I am waiting on some photographs from some fellow travelers for my next post, so while I wait I decided to write down my side notes, and tell you a bit about my research project. So let’s begin with some side notes. These are just little things I have written down in my journal that might have belonged with a previous post that I forgot, or if it was a thought or observation that didn’t really belong anywhere:
On my trip into Freetown debarking the ferry, I noticed a woman carrying about thirty woven baskets on her head. They were all different colors and stacked so high that I had to stick my head out of the window to look up to see the top of the pile. She maneuvered artfully around the crowd of people leaving the ferry, with only one hand held to the baskets on her head to steady them. We were all in shock and pointed up at her, which was probably not the most polite thing to do. She looked embarrassed at all of the attention. I turned to Hassan and asked, “What are those baskets for?”
“For to wash the dishes!” he replied excitedly. “This how you wash the dishes in America?”
How do you describe to a man that you wash your dishes in a machine that heats and sanitizes and dries. This machine that uses up electricity and clean water and sits in your house. I was stunned into silence. I don’t even think I answered, a fact which was covered up by the swarm of people distracting Hassan as he drove the car off of the ferry.
This was the first moment I truly was able to grasp the culture difference. Sure, dishwashers are not in every home, but everyone knows of them, everyone has used them. Here, I was looked at because I did not recognize the baskets, woven by hand, for the sole purpose of holding dishes. Though later in my journey they became common place. Each family seemed to have several. They were used for everything, not just washing dishes.

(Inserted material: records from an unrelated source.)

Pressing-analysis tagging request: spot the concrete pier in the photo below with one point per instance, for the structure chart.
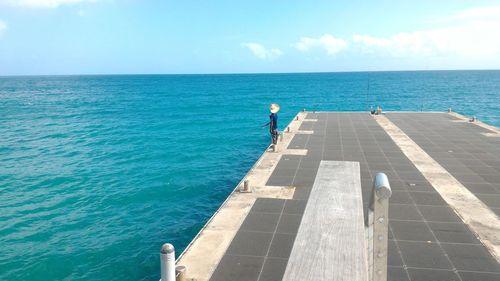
(443, 214)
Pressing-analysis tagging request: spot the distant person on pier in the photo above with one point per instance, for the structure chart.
(273, 122)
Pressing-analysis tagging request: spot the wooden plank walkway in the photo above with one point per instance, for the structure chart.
(330, 243)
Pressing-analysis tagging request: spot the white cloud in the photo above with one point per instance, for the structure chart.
(3, 26)
(41, 3)
(475, 39)
(262, 52)
(327, 42)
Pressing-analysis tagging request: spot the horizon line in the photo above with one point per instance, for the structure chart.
(244, 73)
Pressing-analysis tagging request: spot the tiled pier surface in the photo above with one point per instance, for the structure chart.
(471, 155)
(428, 241)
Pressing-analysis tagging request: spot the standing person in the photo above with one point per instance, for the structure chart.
(273, 122)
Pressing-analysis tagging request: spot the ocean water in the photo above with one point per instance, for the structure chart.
(97, 172)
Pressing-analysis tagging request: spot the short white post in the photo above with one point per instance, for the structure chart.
(245, 188)
(167, 259)
(380, 206)
(180, 272)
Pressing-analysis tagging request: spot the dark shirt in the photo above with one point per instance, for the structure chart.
(274, 121)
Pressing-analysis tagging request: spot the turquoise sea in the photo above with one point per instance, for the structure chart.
(96, 172)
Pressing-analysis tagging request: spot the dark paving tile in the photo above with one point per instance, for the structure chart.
(250, 243)
(419, 186)
(393, 256)
(281, 245)
(302, 193)
(400, 197)
(289, 224)
(263, 222)
(411, 230)
(453, 233)
(479, 276)
(471, 257)
(280, 180)
(481, 188)
(396, 274)
(432, 275)
(295, 207)
(490, 200)
(428, 198)
(273, 269)
(403, 212)
(423, 255)
(268, 205)
(241, 268)
(303, 180)
(439, 214)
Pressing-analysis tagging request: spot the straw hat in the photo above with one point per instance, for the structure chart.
(274, 108)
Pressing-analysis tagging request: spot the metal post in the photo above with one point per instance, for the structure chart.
(167, 260)
(380, 206)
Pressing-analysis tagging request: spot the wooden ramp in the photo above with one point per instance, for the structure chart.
(330, 243)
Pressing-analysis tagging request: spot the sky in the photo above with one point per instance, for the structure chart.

My project while in Sierra Leone was to document possible places where the chimpanzees could cross the Pampana river through observation or interviews. We found people who were able to tell us of instances of river crossings, though they occurred almost exclusively in the dry season when the river was at it’s lowest (January and February). One of our forest guides, Almani, confirmed that chimps crossed by using a series of fallen trees in one location where he had observed about nine chimps crossing just a few months prior to our arrival. This is a very interesting occurrence because of the risks associated with crossing a river.
Chimpanzees are not like humans, they can not swim, or learn to swim. They are simply to dense, they sink like rocks. So if they are willing to cross the river, which not only means risking their lives, but also means leaving all of the mangoes that are ripe at that time of the year, it means that there is something that they are trying very hard to avoid.
It was also noted through ethnographic interviews conducted by other members of the group that the peak season for hunting chimps is also the dry season. This means that the hunting pressure is so great that the chimps would rather risk the river than stay and risk the hunters. While this information is useful for the project and an interesting documentation of an unusual occurrence, it is also a devastating blow because it means that the chimps are being forced out of their habitat by hunters.
I’ve included a couple of pictures from Google Earth. In one image I used a star to note our camp site and two lines to show two confirmed river crossing sites, In the other I circled a site that I deduced to be a chimp river crossing site by following a well worn chimp trail down to the water, it was also one of the narrowest places in the river.